I've been reviewing a lot of my cookbooks lately. For inspiration, for love, for curiosity. As much as I love the recipes - reading them, creating them, tasting them - I love the introductions and stories woven throughout cookbooks just as much, and sometimes more, than the lovely recipes themselves. I've said this before, and I'm sure I'll say it hundreds more times, baking is storytelling. Baking is history and culture and family. When I read about other people's relationship with food, I always feel at home. Or maybe it's better to say, I feel at home in someone else's home, like I've been invited over for dinner and maybe we've already had two glasses of wine and everyone is comfortable and I'm enjoying a space I've been welcomed into as if it is my own.
I started this week with Christina Tosi's book Milk: Momofuku Milk Bar. It's a recipe book full of fun and surprises, and while some of the ingredients have sent me on wild goose chases, I've always enjoyed the outcome of the desserts included in the book.

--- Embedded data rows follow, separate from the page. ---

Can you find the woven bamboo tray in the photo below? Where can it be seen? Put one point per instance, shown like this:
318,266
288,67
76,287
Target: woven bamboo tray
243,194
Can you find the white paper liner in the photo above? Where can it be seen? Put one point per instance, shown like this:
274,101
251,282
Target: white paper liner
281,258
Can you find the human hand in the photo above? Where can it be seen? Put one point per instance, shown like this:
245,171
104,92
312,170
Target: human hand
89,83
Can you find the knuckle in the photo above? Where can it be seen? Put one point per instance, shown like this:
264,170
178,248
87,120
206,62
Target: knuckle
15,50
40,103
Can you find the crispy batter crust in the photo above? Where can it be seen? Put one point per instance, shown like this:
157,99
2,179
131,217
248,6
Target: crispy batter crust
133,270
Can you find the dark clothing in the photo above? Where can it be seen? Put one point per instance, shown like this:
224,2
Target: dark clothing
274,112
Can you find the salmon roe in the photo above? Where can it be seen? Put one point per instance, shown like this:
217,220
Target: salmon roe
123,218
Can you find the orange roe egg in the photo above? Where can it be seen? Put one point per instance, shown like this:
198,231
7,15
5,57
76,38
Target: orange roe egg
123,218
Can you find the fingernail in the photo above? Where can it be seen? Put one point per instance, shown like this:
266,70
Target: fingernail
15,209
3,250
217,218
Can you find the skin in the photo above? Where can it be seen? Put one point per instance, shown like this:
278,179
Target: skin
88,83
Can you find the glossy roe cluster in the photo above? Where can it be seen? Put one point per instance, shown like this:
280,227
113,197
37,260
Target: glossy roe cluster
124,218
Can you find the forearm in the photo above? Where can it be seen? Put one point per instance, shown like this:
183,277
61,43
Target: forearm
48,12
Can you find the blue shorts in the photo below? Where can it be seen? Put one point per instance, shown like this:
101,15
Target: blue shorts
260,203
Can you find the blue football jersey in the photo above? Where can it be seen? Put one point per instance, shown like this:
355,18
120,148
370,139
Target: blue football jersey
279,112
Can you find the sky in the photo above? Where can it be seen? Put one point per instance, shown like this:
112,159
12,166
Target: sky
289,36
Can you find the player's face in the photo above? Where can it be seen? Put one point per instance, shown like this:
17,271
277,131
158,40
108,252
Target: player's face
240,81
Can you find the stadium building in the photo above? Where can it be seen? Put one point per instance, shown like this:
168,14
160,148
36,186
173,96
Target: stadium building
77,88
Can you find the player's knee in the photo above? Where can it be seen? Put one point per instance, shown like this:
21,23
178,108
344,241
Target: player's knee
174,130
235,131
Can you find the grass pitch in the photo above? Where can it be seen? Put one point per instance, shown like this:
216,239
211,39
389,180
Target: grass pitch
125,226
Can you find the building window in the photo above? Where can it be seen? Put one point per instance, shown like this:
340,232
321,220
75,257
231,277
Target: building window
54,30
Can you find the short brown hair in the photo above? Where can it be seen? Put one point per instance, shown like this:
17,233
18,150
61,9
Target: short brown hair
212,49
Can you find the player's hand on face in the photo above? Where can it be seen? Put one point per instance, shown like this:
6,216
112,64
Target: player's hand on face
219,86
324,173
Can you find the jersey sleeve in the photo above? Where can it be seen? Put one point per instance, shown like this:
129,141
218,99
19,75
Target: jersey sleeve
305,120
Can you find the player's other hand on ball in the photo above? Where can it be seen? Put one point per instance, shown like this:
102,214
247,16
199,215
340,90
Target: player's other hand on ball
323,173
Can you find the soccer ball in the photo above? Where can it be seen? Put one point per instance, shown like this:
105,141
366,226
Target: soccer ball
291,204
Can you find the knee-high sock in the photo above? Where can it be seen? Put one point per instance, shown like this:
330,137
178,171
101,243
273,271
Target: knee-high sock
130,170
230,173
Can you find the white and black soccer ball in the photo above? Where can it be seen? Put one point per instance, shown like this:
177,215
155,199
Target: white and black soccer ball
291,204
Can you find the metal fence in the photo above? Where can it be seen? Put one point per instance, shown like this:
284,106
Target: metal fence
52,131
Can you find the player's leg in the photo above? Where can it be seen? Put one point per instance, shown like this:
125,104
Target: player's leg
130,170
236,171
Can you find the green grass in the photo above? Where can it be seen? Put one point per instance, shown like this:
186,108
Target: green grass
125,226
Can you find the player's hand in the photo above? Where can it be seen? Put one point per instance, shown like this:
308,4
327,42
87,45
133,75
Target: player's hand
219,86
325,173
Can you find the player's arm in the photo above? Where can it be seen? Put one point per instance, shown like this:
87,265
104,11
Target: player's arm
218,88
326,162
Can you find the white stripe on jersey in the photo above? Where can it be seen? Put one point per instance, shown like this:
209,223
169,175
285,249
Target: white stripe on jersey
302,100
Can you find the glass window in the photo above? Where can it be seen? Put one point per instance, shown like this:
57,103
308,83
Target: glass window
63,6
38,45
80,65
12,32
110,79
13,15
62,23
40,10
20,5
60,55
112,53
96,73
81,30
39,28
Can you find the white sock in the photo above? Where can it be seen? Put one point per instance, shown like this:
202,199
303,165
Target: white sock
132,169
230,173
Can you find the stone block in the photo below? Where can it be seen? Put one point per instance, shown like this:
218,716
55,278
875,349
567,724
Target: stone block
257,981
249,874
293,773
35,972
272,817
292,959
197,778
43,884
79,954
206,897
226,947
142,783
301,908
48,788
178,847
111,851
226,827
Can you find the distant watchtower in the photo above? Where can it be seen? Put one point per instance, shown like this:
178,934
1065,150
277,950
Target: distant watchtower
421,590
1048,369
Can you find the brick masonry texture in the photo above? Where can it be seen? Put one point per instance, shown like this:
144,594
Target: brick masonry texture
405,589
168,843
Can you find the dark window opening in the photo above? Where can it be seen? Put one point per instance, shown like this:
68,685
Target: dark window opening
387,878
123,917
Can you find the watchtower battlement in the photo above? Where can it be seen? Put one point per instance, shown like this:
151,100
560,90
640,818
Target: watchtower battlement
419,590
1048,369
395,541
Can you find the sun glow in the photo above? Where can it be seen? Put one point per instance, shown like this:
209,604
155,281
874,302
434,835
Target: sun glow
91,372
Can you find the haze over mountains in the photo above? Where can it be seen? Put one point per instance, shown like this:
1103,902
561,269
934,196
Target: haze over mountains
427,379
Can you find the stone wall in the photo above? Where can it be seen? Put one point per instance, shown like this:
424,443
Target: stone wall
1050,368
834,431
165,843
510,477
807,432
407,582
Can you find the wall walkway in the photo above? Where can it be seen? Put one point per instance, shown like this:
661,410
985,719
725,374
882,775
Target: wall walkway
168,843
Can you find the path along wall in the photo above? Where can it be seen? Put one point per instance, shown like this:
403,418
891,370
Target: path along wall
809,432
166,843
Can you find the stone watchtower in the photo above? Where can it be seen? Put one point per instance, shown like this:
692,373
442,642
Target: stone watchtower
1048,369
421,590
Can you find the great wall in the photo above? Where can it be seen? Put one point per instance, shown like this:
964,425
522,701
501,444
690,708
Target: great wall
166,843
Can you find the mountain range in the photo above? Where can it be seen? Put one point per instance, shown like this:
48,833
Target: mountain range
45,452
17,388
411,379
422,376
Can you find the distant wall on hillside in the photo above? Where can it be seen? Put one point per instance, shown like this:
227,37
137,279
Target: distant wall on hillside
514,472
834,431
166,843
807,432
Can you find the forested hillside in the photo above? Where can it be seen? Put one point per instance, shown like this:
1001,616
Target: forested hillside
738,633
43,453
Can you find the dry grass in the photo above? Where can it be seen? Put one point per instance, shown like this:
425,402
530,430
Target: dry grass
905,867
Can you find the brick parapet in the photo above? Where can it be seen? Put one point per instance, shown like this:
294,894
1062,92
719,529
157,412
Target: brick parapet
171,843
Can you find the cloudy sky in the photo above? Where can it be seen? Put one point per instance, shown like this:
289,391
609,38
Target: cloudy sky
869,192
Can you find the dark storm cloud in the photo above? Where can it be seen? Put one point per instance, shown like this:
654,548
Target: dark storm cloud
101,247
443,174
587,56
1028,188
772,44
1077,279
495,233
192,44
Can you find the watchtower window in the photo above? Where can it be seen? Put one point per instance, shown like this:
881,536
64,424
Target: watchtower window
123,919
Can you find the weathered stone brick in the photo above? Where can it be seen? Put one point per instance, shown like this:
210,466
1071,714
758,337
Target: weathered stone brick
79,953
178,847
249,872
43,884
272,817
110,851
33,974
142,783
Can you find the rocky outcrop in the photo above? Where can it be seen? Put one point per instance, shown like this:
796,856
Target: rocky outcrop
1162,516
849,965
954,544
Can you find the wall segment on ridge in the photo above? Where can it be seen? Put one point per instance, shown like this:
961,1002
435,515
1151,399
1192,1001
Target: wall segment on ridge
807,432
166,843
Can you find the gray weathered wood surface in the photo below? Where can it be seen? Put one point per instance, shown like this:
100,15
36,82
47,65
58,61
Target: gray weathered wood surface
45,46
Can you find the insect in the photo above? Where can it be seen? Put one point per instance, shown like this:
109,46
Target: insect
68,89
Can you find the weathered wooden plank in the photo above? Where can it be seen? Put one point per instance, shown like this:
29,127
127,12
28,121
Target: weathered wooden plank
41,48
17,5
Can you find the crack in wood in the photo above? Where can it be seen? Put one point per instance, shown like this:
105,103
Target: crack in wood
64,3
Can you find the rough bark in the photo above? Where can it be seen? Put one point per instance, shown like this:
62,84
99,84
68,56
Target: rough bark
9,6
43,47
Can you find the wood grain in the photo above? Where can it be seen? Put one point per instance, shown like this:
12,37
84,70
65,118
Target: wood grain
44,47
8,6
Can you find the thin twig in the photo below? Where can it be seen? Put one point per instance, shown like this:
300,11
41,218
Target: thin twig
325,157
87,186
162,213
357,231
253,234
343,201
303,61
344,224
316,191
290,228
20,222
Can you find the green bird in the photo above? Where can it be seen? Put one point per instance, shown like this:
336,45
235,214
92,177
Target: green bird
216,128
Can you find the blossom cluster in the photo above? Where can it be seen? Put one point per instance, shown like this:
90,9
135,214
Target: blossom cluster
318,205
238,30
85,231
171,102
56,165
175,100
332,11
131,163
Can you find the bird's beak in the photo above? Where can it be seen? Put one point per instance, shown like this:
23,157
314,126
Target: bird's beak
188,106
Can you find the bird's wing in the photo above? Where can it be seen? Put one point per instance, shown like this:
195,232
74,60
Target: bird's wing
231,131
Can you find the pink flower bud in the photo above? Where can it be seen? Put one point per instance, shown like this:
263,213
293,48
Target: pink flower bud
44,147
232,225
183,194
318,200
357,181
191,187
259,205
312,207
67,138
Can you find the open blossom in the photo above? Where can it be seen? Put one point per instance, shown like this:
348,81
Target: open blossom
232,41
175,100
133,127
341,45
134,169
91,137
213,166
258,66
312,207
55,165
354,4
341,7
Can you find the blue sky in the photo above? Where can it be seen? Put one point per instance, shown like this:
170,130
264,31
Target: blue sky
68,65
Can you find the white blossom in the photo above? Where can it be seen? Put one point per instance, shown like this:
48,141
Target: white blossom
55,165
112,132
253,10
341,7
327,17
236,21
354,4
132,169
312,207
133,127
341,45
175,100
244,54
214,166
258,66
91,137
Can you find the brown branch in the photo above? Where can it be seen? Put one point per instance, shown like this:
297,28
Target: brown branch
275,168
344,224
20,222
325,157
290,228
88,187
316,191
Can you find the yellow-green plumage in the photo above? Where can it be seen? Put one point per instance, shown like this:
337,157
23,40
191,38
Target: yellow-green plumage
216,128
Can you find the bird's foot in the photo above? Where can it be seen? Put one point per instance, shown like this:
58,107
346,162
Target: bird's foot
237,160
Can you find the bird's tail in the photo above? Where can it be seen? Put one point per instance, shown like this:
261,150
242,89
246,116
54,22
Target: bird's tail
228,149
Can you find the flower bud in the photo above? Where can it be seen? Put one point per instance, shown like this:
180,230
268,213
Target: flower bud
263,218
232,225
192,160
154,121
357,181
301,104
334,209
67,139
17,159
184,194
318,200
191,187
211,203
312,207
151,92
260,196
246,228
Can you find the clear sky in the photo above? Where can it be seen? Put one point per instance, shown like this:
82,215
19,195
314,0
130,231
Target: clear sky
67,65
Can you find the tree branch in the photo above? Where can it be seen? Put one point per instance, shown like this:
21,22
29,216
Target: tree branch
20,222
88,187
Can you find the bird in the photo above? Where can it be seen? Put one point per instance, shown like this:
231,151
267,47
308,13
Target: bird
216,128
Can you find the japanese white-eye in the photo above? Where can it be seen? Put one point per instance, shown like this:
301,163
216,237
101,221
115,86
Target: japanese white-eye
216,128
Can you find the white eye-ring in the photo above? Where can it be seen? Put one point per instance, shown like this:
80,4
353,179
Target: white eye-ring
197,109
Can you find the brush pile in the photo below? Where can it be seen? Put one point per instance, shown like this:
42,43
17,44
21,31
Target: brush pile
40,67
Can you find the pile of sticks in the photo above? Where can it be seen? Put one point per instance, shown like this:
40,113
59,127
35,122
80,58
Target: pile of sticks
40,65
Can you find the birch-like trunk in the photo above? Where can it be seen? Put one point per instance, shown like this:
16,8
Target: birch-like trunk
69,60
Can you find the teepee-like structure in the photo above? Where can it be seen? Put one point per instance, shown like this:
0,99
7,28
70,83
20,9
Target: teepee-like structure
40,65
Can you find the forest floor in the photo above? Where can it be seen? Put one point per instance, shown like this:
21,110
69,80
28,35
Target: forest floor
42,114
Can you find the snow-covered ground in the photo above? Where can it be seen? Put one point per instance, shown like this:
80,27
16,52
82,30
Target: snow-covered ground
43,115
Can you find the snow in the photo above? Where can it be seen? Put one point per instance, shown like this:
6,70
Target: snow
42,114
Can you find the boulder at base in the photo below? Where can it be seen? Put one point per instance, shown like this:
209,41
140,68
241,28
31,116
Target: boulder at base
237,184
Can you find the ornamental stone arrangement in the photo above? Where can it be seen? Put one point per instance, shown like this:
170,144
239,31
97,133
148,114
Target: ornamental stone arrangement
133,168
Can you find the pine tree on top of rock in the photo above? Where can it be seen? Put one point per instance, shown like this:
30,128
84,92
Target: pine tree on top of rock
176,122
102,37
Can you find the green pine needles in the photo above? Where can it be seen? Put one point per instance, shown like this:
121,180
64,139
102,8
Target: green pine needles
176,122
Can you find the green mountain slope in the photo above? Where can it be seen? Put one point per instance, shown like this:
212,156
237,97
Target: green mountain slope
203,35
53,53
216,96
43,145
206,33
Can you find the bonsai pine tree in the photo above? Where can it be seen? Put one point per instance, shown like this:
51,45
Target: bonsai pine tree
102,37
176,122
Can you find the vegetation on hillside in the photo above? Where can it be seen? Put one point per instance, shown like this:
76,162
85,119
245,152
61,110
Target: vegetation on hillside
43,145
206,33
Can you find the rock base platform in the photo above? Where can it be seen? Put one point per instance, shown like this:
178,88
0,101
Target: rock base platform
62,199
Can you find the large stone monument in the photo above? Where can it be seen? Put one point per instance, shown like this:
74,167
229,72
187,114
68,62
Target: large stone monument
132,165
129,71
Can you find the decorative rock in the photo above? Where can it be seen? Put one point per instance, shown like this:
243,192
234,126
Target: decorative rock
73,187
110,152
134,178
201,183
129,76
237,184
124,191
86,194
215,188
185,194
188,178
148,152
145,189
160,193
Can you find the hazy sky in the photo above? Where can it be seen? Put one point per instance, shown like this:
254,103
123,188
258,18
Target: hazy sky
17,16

Her recipe for birthday cake is incredible and adaptable - it's the recipe that I played with to land on my Peach & Cream Cake. Today, though, it was rainy in Bloomington and I was home alone for a few hours. It wasn't that I was feeling sad, but I was feeling quiet and on the inside of myself. I wanted to read something more personal than just the recipe. In her introduction, Tosi says of first starting to bake at Momofuku, "There were a lot of horrible mistakes that never made it to the menu. Somedays I made five things that sucked. Then one day something would taste really good. And climbing up the hill became less painful than the downward spiral of failure."
Food is subjective. The taste of it, I mean. We've all had moments of pure love-bliss with a dish that our best friend tells us is utter shit. These things can happen. But more often I have found that when someone loves a dish, it tastes good and a lot of other people will love it too. The ones who don't love it will maybe even be able to tell that the food is actually good, just not to their tastes. I like this about food and baking. I like that there is an element of subjectiveness to the outfit, but it's nowhere near as extreme (or it seems to me) as say, writing a novel. And I like that when you create good food you're sharing something sustaining, something you can hold, with another person.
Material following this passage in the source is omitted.